Are you serious? Your right it is pathetic. Are you just jelous now because there is a women working with him and your insecure incase she steels him away from you?

TheOriginalFAB · 23/06/2011 10:18

well if you don't ask you aren't going to know. Isn't it better to know? It doesn't mean he is about to fuck her under the desk but if he says no then hopefully you can relax.

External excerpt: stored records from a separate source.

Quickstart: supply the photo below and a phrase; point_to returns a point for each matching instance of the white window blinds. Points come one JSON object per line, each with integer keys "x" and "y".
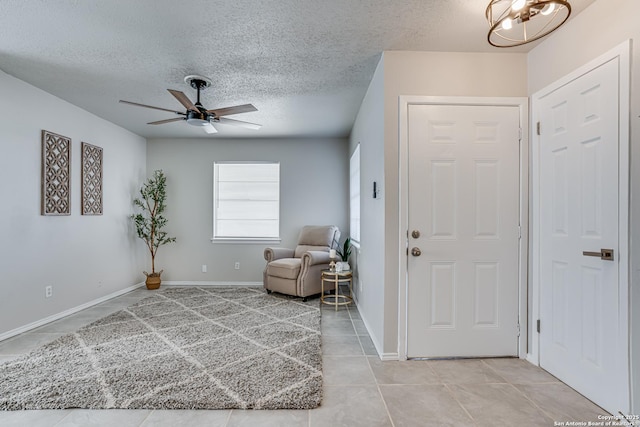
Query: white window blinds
{"x": 246, "y": 201}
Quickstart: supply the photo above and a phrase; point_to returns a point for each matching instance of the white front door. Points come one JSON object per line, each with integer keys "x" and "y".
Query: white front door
{"x": 580, "y": 329}
{"x": 462, "y": 296}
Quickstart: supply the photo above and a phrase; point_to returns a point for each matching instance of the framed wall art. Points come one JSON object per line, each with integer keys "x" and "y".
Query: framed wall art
{"x": 56, "y": 174}
{"x": 91, "y": 179}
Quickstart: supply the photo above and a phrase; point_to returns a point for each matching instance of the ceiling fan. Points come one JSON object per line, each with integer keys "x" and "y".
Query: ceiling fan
{"x": 196, "y": 114}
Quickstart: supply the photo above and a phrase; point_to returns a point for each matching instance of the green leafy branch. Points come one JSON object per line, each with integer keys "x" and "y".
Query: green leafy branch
{"x": 150, "y": 222}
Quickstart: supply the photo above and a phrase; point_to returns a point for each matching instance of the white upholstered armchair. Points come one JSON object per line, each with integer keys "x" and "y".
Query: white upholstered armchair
{"x": 297, "y": 271}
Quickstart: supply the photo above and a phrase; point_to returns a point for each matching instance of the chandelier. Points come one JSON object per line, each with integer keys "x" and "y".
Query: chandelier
{"x": 517, "y": 22}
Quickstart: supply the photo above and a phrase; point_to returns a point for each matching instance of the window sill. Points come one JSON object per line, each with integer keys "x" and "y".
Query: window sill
{"x": 245, "y": 241}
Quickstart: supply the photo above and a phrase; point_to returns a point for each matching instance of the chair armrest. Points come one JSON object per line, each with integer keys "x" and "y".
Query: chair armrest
{"x": 271, "y": 254}
{"x": 315, "y": 257}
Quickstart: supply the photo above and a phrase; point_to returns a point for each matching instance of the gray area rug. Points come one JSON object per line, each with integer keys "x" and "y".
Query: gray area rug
{"x": 182, "y": 348}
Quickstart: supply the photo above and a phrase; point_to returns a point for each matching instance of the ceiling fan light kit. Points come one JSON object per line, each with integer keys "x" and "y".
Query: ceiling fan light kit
{"x": 196, "y": 114}
{"x": 517, "y": 22}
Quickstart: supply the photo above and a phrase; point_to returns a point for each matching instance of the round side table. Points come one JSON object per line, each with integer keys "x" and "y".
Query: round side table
{"x": 334, "y": 279}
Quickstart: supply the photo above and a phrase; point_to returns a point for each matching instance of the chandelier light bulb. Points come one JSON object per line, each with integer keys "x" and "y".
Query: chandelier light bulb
{"x": 518, "y": 4}
{"x": 548, "y": 9}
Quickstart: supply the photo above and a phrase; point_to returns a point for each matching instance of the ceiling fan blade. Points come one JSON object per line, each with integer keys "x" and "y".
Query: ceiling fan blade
{"x": 209, "y": 128}
{"x": 159, "y": 122}
{"x": 150, "y": 106}
{"x": 182, "y": 98}
{"x": 238, "y": 123}
{"x": 245, "y": 108}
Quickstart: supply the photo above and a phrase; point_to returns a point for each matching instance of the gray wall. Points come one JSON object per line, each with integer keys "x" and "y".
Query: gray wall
{"x": 368, "y": 131}
{"x": 314, "y": 190}
{"x": 567, "y": 49}
{"x": 84, "y": 258}
{"x": 408, "y": 73}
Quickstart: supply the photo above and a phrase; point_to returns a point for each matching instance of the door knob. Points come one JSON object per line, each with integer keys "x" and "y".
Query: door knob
{"x": 604, "y": 254}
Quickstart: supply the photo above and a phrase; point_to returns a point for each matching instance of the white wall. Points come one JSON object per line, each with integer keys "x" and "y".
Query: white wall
{"x": 598, "y": 29}
{"x": 368, "y": 131}
{"x": 431, "y": 74}
{"x": 84, "y": 258}
{"x": 314, "y": 190}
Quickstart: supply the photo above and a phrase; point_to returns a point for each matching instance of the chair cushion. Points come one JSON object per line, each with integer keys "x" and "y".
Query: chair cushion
{"x": 286, "y": 268}
{"x": 300, "y": 249}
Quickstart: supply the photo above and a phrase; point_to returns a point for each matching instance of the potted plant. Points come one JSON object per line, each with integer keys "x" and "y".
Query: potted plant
{"x": 150, "y": 221}
{"x": 344, "y": 254}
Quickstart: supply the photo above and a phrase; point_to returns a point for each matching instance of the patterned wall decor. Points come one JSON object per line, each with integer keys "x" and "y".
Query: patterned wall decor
{"x": 56, "y": 174}
{"x": 91, "y": 179}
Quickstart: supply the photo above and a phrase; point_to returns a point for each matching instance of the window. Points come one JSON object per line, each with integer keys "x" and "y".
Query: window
{"x": 246, "y": 201}
{"x": 354, "y": 193}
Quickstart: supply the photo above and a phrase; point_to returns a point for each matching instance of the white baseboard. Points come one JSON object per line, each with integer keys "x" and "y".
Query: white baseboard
{"x": 66, "y": 313}
{"x": 389, "y": 356}
{"x": 205, "y": 283}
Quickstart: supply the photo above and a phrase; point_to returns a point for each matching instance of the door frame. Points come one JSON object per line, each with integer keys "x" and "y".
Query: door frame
{"x": 622, "y": 54}
{"x": 404, "y": 102}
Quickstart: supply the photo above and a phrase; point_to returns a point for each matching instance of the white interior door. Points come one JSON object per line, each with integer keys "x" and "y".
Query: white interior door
{"x": 579, "y": 197}
{"x": 463, "y": 196}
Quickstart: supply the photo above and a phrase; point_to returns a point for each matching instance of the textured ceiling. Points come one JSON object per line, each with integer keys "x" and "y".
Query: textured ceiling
{"x": 304, "y": 64}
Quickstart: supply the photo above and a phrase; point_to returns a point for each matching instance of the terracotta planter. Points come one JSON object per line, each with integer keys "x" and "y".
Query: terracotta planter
{"x": 153, "y": 280}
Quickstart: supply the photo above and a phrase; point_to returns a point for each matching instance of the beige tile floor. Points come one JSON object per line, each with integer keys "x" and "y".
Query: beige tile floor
{"x": 359, "y": 389}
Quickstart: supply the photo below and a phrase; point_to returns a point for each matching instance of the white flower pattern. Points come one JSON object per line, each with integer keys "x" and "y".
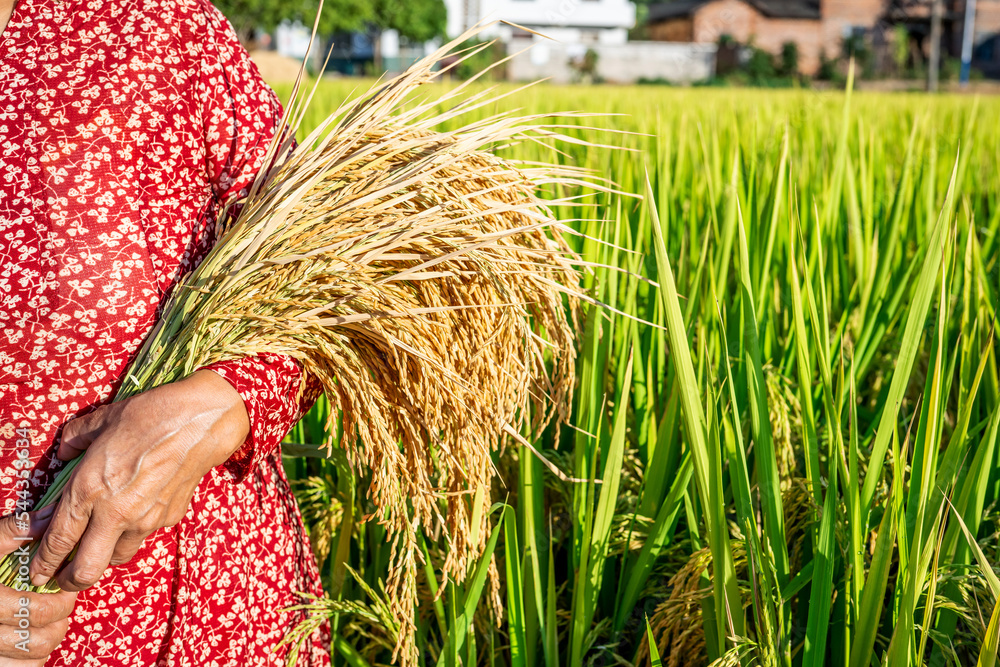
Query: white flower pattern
{"x": 125, "y": 125}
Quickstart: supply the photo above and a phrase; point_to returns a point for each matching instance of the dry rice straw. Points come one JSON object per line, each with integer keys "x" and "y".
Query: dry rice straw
{"x": 419, "y": 278}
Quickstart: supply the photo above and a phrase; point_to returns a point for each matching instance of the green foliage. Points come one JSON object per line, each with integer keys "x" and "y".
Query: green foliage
{"x": 416, "y": 20}
{"x": 796, "y": 462}
{"x": 789, "y": 59}
{"x": 252, "y": 16}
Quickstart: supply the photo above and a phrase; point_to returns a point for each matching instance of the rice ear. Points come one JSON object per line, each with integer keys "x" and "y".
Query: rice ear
{"x": 422, "y": 282}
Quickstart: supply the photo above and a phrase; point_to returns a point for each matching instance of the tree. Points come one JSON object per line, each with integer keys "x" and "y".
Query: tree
{"x": 250, "y": 17}
{"x": 415, "y": 20}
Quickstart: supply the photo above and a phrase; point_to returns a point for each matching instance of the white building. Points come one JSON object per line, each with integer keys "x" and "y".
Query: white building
{"x": 577, "y": 22}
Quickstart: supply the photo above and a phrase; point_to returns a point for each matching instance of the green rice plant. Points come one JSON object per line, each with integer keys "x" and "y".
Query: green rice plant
{"x": 805, "y": 461}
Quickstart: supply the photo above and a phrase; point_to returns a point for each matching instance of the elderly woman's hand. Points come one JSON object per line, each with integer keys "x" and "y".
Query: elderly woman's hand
{"x": 31, "y": 624}
{"x": 143, "y": 459}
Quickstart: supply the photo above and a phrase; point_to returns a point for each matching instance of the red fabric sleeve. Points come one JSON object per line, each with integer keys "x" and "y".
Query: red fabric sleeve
{"x": 239, "y": 114}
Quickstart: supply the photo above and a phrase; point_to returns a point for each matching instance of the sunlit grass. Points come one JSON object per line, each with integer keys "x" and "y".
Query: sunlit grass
{"x": 786, "y": 465}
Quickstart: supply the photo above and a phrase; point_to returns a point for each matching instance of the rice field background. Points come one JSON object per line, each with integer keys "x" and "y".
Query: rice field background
{"x": 795, "y": 462}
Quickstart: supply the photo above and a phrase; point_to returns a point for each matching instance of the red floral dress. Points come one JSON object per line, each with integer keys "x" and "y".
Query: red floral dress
{"x": 124, "y": 126}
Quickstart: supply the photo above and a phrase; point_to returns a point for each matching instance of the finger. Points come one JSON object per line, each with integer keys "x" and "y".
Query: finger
{"x": 11, "y": 662}
{"x": 80, "y": 433}
{"x": 67, "y": 526}
{"x": 92, "y": 558}
{"x": 18, "y": 531}
{"x": 38, "y": 610}
{"x": 31, "y": 643}
{"x": 128, "y": 546}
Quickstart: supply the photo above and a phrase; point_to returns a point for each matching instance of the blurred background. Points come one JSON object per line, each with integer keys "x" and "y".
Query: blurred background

FWIW When dh tells me a new female member joins his company I ask him how old she is and if he fancies her. He just says no. I am over weight atm and have never been pretty so it is my insecurities rather than him having ever done anything.

tellmeimbeingsilly · 23/06/2011 10:20

thats right, im feeling insecure but dont know why Sad

OP posts:
tellmeimbeingsilly · 23/06/2011 10:23

3 pregnancies and 3 casareans im too overweight...Sad
just feel so insecure

OP posts:
ZZZenAgain · 23/06/2011 10:24

I think you are just going to hurt yourself it you imagine he is thinking of the cleaner when he is having sex with you. Try and get the thought out of your head.

MrSpoc · 23/06/2011 10:28

Dont worry about it.

Jelousy is normal in a relationship but you have to not let it get out of hand. He obviously still fancies you and you are both still getting on.

tellmeimbeingsilly · 23/06/2011 10:31

im certain he would never cheat..
but just the thought of him thiknig about someone else kills me

OP posts:
ZZZenAgain · 23/06/2011 10:34

don't think about it

you can get sexually charged up by a lot of other things - what you read, see, hear or justa fantasy that crops up

maybe it was just you. Really try not to dwell on it.

MrSpoc · 23/06/2011 10:39

Op so your confident he would not cheat but your worride about him looking.

Can I ask, do you look at other men. Be honest.

All men and women look, there is nothing wrong with it, it is wrong if you act on it or start perving infront of your wife.

elmofan · 23/06/2011 10:42

Agree with ZZZenAgain . Hard as it may be you & your MIL will not always be the only women in your dh's life .

SpringchickenGoldBrass · 23/06/2011 10:42

If you know he would never cheat, and you know he never has cheated on you, then you need to get a grip. Most people have at least passing thoughts about attractive individuals they see (including celebrities) and yet they would not act on these thoughts, ever, because they are committed to their partners. However, a desperately insecure partner who is forever imagining potential infidelities is off-putting to anyone who isn't a nutjob. Jealousy like this is your problem and you need to fix it, because living with an unreasonably jealous partner is hell.

LittleBlueBoat · 23/06/2011 10:43

I think its natural to feel like that but keeping it to yourself will make it worse. I think you should tell you DH and let him reassure you.

But also its only human nature to look at other people but it doesn't mean that you want to sleep with them or run off.